Cliff House in Dakar, Senegal by SAOTA
July 20th, 2016 by Sumit Singhal
Article source: SAOTA
Situated on a cliffside overlooking the Atlantic Ocean, Cliff House in Dakar, Senegal was completed in 2011, with SAOTA, the Architects and ARRCC doing the Interior Decor. The house was designed for a Senegalese businessman and his family.
Built on the site of an old World War Two bunker and on the edge of a cliff, Cliff House maximises its commanding position to create a house that is not only dramatic but with the incorporation of historical elements quite magical and mysterious.
Part of the old bunker has been retained and a portion of it now houses an underground cinema that opens up into a water courtyard /moat that runs along the boundary creating a water feature at the gateway to the property. It is connected back to the house via a timber panelled walkway leading to a spiral staircase that runs from the lower ground through to the first floor and second floor levels of the villa.
The ground floor of the house, designed to facilitate seamless indoor and outdoor living and entertainment, is arranged in an L shape around the pool, the pool terrace and the garden. The formal Living and Dining spaces cantilever over the cliff and hang over the Atlantic Ocean enjoying panoramic sea views as well as views back to the house. The Kitchen made up of a so called ‘American’ or open kitchen and a separate traditional kitchen as well as the garage and staff facilities run along the east west axis and along the northern side of the boundary.

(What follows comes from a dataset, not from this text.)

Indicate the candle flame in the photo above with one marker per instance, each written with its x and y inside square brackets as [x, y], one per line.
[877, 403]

From the Entrance one moves past the sculptural circular stair to the Entertainment Room and the double volume Family Lounge which connects up with a floating stair to the upper level Pyjama Lounge. The Main and the two children’s bedrooms are placed on this upper level.
One of the features of the house is the spiral staircase, clad in stainless steel, while the treads are clad in white granite. To add to the sense of continuity between the levels the 20mm in diameter stainless steel rods run from the first floor handrail to the lower ground floor, thus making the stairwell look like a sculptural steel cylinder. A skylight above the stairwell as well as floor to ceiling glazing in the lounges adds to the sense of transparency.
The Main Bedroom Suite opens up onto a large terrace which is the roof of the more formal living wing of the house and the element which projects over to the ocean. The Main Bathroom opens into a private garden and outdoor shower situated over the garages.
The study / office sits in a separate block and is joined to the main house by a hallway running along the spine of the building. Under the study/office is a separate fully contained guest room, alongside which is a private gym and reflecting pond.
The sculptural modernist exterior and shell is counter balanced with the use of warm and textured materials and finishes. Hardwood timber decks contrast with the textured granite internal floors. Natural timber wall panelling contrasts with the beaten and polished stainless steel panels as well as the black Nero Marquina marble and duco / glass kitchen joinery. Rough cut quarried stone finishes contrast with smooth marble surfaces.
The material selection for the house provided the ideal backdrop for ARRCC to make their selection of furniture and decor, from a Carolina Sardi wall installation in the kitchen to the ARRCC designed timber installation in the hallway.